Friday, March 25, 2011

The Flip Side of Feminism: What Conservative Women Know and Men Can't Say

A liberated woman is one who has sex before marriage and a job after. ~Gloria Steinem
No woman should be authorized to stay home to raise her children. Women should not have that choice, because if there is such a choice, too many women would make that one. ~Simone de Beauvoir
I have a university degree and worked for a number of years after I was married. We waited until my husband had graduated and started in his career to begin our family so that I could be at home. I knew that I would never be able to leave my child in daycare. I realize that some women don't have a choice (This book is not a diatribe against working mothers).
It's true that my brain isn't stimulated by laundry (although books on tape help :) I don't love to change diapers and do dishes. But personally, I do love to be with my children. I love to watch them learn and grow. Teaching them their colors and numbers and then to watch them read, ride bikes, have friends of their own is amazing.
Even though I loved my work-life outside the home, mothering is the most creative, complicated, rewarding work I've ever done. I'm grateful that I have a husband who has prepared himself professionally and is willing to support our family. He has my great respect.
I hope that my daughters will find a man like him when they grow up. Will they? I see our feminist culture as the kryptonite to the supermen our boys want to become. By treating their rough and tumble elementary school games as bullying or expelling them for throwing snowballs (ridiculous). Banning recess?
There is a teacher in our school who has recognized this problem. She runs her class around the track before math. The class moves between every subject. She incorporates music and jumping jacks. Her classes are always filled with the "behavior problem boys" who turn out not to be problems in her class at all. The boys love her and they love school.
But, elementary school problems are just the beginning, the world has become hostile to men.
Feminism doesn't recognize the inherent differences of boys and girls, men and women and both suffer because of it. Feminism has been shoved down our throats until what was once considered shocking is a normal part of society to great cost. Broken families abound creating poverty, crime and other social problems at an alarming rate. Women put off having children for careers and advanced schooling to the point that infertility is rampant. 1.2 million abortions are performed in the United States every year. And, yet feminism has been considered a great step forward in society.
It's just the beginning of the lies that any fan of old movies, like myself, knows for what it is. Watch Cary Grant and Katherine Hepburn, Bogart and Bacall, Gary Cooper and Jean Arthur in films made before 1950 and you will know that American Women had equal rights long before Gloria Steinem came along.
I could go on forever, but I'll say this. I heard a stranger say the other day, "I don't want a woman who walks in front of me. I don't want a woman who walks behind me. I want a woman who will walk beside me." READ THIS BOOK!

7 comments:

Anonymous said...

I've been looking for a good book to read lately and this sounds like just the one! I am excited to get my hands on it. Thank you for bringing it to my attention; I think I'll really enjoy it!

Janice said...

I've added it to my book list. As you know, this is an old "saw" of mine.

sws said...

sounds like a brave book to write....thanks for the recommendation!

Circe said...

Bring it to lunch! :)

GeNee said...

Anyone who would take their under wear off and burn them seemed more than nuts to me!

GeNee said...

What can I say but they were a little crazy burning their bras and such! I did not pay much attention to them.

Alicia said...

Feminism undermines itself all the time. The fact that women buy into it states that they are not comfortable in their own womanly skin...and isn't that the point of being a feminist? However, I feel bad for cultures where there really is oppression of women and I think that women studies are a valid academic pursuit, but too often the women studies folks are uber feminist. I found anthropology to be a go between. Good points, Tif!

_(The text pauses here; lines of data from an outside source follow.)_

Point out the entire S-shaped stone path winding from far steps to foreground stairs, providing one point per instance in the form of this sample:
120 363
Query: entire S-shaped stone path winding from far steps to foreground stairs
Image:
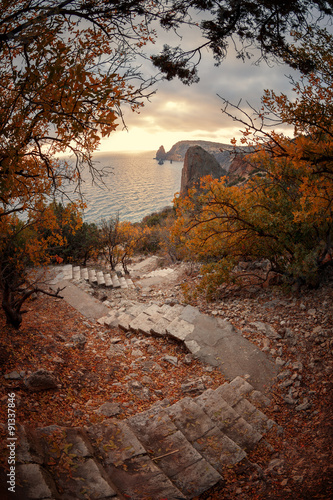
168 452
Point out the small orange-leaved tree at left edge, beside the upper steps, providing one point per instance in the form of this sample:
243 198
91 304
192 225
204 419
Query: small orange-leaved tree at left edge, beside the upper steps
24 245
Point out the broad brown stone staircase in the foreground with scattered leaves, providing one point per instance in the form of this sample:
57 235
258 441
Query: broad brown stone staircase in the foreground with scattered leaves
167 452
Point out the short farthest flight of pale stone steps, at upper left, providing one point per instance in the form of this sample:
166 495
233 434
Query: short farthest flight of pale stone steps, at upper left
98 278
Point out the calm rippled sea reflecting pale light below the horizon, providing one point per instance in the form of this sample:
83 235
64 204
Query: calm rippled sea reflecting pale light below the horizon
135 186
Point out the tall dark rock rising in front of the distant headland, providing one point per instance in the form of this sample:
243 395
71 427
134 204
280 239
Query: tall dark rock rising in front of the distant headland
197 164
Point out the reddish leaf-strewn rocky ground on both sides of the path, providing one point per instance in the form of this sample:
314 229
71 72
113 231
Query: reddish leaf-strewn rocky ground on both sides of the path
89 375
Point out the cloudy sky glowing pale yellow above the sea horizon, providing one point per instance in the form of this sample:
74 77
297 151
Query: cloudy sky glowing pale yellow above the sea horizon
180 112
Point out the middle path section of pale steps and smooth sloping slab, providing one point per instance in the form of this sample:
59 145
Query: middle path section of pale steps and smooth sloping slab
212 340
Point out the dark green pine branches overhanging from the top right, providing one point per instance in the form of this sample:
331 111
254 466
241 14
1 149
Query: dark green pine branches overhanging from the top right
247 26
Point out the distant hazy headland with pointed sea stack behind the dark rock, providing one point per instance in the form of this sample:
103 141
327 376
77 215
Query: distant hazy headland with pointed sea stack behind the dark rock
223 153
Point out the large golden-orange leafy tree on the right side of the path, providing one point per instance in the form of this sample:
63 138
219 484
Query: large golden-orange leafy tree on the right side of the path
284 211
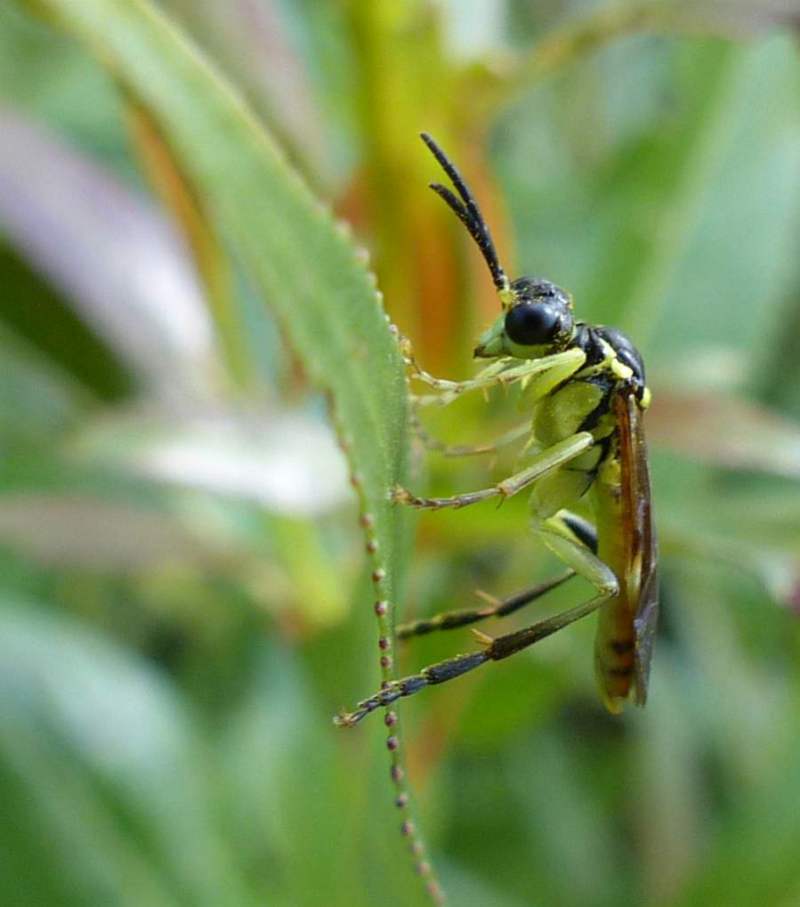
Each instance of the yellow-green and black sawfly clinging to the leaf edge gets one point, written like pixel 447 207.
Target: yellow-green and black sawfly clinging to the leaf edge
pixel 586 390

Basically, I wish I were more feminine. I think the work force hardened me a bit. I used to get ticked all the time that if I were hard nosed, I was just a b word that rhymed with witch, but if a man colleague of mine was hard nosed, he was just "no nonsense" or a "tough guy". Inequalities in the workplace abound and many women do not have the choice but to work. By work, I mean, competition in the workplace with male counterparts. So that's lame. But it didn't make me want to burn my bra or go have sex before marriage. It did make me want to stick it to the man, though. Which unfortunately, made me cynical and irate a lot of times.

I asked my husband if he'd prefer if I were a softer, wifey wifey kind of chick. He just said "it would make things a lot easier sometimes." That was his uncensored, honest response. Ha.

I would like to be more ladylike and I would like to raise my daughter to be ladylike. By ladylike, I think of Laura Bush: educated, trained, good mother, good influence, good manners, etc.

I agree with you Tif that uber feminism doesn't inspire chivalry in young or old men. We need show more gratitude to our working men for all they do. Working is a pain in the butt. And not fun or glamorous at all. Just like staying at-home. It lacks variety. Too bad we can't switch off every other day.